Analysis of Interventions On The SEIRHD Epidemic Model

First, let's implement the classic SEIRHD epidemic model with ModelingToolkit:

using EasyModelAnalysis
@variables t
Dₜ = Differential(t)
@variables S(t)=0.9 E(t)=0.05 I(t)=0.01 R(t)=0.2 H(t)=0.1 D(t)=0.01
@variables T(t)=0.0 η(t)=0.0 cumulative_I(t)=0.0
@parameters β₁=0.6 β₂=0.143 β₃=0.055 α=0.003 γ₁=0.007 γ₂=0.011 δ=0.1 μ=0.14
eqs = [T ~ S + E + I + R + H + D
    η ~ (β₁ * E + β₂ * I + β₃ * H) / T
    Dₜ(S) ~ -η * S
    Dₜ(E) ~ η * S - α * E
    Dₜ(I) ~ α * E - (γ₁ + δ) * I
    Dₜ(cumulative_I) ~ I
    Dₜ(R) ~ γ₁ * I + γ₂ * H
    Dₜ(H) ~ δ * I - (μ + γ₂) * H
    Dₜ(D) ~ μ * H];
@named seirhd = ODESystem(eqs)
seirhd = structural_simplify(seirhd)
prob = ODEProblem(seirhd, [], (0, 110.0))
sol = solve(prob)
plot(sol)

Let's solve a few problems:

Provide a forecast of cumulative Covid-19 cases and deaths over the 6-week period from May 1 – June 15, 2020 under no interventions, including 90% prediction intervals in your forecasts.

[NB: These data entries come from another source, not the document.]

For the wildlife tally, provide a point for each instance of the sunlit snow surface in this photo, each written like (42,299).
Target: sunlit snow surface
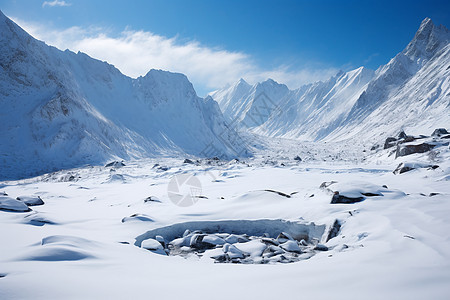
(81,243)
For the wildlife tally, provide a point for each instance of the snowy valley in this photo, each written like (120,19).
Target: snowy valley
(113,187)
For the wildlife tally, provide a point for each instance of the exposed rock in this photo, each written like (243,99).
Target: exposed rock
(11,204)
(439,132)
(279,193)
(326,184)
(154,246)
(115,164)
(337,198)
(198,244)
(31,200)
(152,199)
(291,246)
(402,168)
(406,167)
(402,135)
(320,247)
(334,230)
(137,217)
(390,142)
(284,237)
(403,150)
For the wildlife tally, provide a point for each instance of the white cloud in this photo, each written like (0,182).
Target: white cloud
(134,53)
(55,3)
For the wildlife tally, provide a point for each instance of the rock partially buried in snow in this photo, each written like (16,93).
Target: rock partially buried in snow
(439,132)
(31,200)
(115,164)
(11,204)
(404,150)
(338,198)
(291,246)
(137,217)
(154,246)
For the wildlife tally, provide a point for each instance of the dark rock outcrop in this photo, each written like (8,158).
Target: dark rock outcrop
(337,198)
(404,150)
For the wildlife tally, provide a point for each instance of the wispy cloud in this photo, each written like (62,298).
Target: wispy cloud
(55,3)
(134,53)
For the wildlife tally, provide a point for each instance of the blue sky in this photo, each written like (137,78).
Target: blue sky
(217,42)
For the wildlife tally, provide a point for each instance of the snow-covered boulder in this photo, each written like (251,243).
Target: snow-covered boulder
(11,204)
(31,200)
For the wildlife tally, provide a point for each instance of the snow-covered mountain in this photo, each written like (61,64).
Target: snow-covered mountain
(412,91)
(59,109)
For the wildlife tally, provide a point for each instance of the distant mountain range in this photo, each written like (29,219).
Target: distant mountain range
(411,92)
(60,109)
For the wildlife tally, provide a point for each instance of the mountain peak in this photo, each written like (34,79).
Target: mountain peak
(427,40)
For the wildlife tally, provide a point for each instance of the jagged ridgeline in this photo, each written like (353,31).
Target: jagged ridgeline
(61,109)
(411,91)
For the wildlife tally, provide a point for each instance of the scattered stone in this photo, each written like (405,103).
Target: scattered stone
(198,243)
(402,168)
(439,131)
(269,241)
(390,142)
(404,150)
(233,239)
(320,247)
(137,217)
(284,237)
(371,194)
(154,246)
(334,230)
(337,198)
(326,184)
(291,246)
(152,199)
(31,200)
(115,164)
(13,205)
(279,193)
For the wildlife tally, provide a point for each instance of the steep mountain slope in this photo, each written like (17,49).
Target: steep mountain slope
(250,105)
(412,91)
(61,109)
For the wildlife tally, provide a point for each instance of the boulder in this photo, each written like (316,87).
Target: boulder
(337,198)
(402,135)
(334,230)
(115,164)
(154,246)
(151,199)
(284,237)
(11,204)
(291,246)
(439,131)
(31,200)
(321,247)
(404,150)
(198,244)
(390,142)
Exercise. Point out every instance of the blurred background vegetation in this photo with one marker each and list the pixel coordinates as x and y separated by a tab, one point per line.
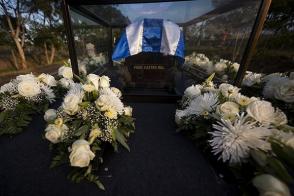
32	37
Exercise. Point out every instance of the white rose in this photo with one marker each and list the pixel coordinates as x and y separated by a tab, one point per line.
116	91
47	79
9	87
236	66
285	92
89	87
193	91
65	72
228	90
26	77
94	79
220	66
104	82
71	104
251	78
54	132
272	84
81	154
66	83
280	118
50	115
261	111
228	110
128	111
269	185
28	88
243	100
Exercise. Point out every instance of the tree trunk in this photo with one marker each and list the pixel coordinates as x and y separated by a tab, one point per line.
46	53
52	54
14	59
21	53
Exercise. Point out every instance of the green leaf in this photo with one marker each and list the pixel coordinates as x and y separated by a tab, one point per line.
82	130
121	139
274	165
284	152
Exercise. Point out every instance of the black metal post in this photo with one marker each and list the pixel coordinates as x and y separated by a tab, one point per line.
70	37
253	39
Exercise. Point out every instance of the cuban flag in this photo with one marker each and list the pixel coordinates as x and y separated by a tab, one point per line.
150	35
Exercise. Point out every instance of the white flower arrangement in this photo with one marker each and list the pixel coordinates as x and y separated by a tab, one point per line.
238	129
91	63
91	115
23	96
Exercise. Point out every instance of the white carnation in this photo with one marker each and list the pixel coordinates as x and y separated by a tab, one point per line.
54	133
81	154
193	91
228	90
47	79
66	83
202	105
28	88
50	115
251	79
94	79
104	82
65	72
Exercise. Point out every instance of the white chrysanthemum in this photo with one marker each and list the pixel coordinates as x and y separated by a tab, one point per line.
47	79
228	90
72	100
272	84
9	87
93	78
286	137
179	115
116	91
28	88
66	83
251	78
202	105
243	100
50	96
26	77
221	65
193	91
285	91
235	66
232	141
65	72
265	113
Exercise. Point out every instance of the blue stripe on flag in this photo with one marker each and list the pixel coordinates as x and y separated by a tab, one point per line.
122	48
152	34
180	48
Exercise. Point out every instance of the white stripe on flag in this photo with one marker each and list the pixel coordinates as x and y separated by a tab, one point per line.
135	36
170	38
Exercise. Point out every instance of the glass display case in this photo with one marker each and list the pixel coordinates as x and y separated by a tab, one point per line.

Compare the accuracy of the forecasts with true data over the six-week timespan.

get_uncertainty_forecast(prob, [cumulative_I], 0:100, [β₁ => Uniform(0.0, 1.0)], 6 * 7)

42-element Vector{Matrix{Float64}}:
 [0.0 0.009564252345864444 … 1.9499407904437587 1.970972575929712]
 [0.0 0.009569629416527661 … 2.053001086536485 2.0737257134297336]
 [0.0 0.009566415276867532 … 2.007475144599528 2.0283356336885263]
 [0.0 0.009566967961926801 … 2.0176520560361904 2.0384822131333964]
 [0.0 0.009572663061224564 … 2.0775911483562473 2.0982423338670846]
 [0.0 0.009558925179451944 … 0.7333687466788062 0.7470811083961493]
 [0.0 0.009578918846540824 … 2.1058389404809104 2.126405692201991]
 [0.0 0.009558561994882857 … 0.4641156018031798 0.4707705502425733]
 [0.0 0.009573075690805018 … 2.080171872262306 2.1008153420054883]
 [0.0 0.009569824263714772 … 2.054960357433404 2.0756791347032206]
 ⋮
 [0.0 0.009570838931048983 … 2.0641999828234487 2.0848911710506033]
 [0.0 0.009564415537710211 … 1.9556708614569496 1.9766856200733856]
 [0.0 0.009561044995116511 … 1.7027743069567096 1.7245021976341823]
 [0.0 0.009568490894947256 … 2.040090712469655 2.060853887126654]
 [0.0 0.009564615021334799 … 1.9622804232602151 1.9832755318070965]
 [0.0 0.00956942478285921 … 2.0508712042699977 2.071602189740902]
 [0.0 0.009568300171756744 … 2.037647180145349 2.0584176442421978]
 [0.0 0.0095674354006629 … 2.025317636522279 2.0461248729309127]
 [0.0 0.009560102340903591 … 1.4712120589589712 1.4932141743088414]

plot_uncertainty_forecast(prob, [cumulative_I], 0:100, [β₁ => Uniform(0.0, 1.0)], 6 * 7)

get_uncertainty_forecast_quantiles(prob, [cumulative_I], 0:100, [β₁ => Uniform(0.0, 1.0)],
    6 * 7)

2-element Vector{Matrix{Float64}}:
 [0.0; 0.009558986381174731; … ; 0.7843100691758393; 0.7991724108711555;;]
 [0.0; 0.009576794394062718; … ; 2.098335534353523; 2.118924717788651;;]

plot_uncertainty_forecast_quantiles(prob, [cumulative_I], 0:100, [β₁ => Uniform(0.0, 1.0)],
    6 * 7)

Based on the forecasts, do we need additional interventions to keep cumulative Covid deaths under 6000 total? Provide a probability that the cumulative number of Covid deaths will stay under 6000 for the next 6 weeks without any additional interventions.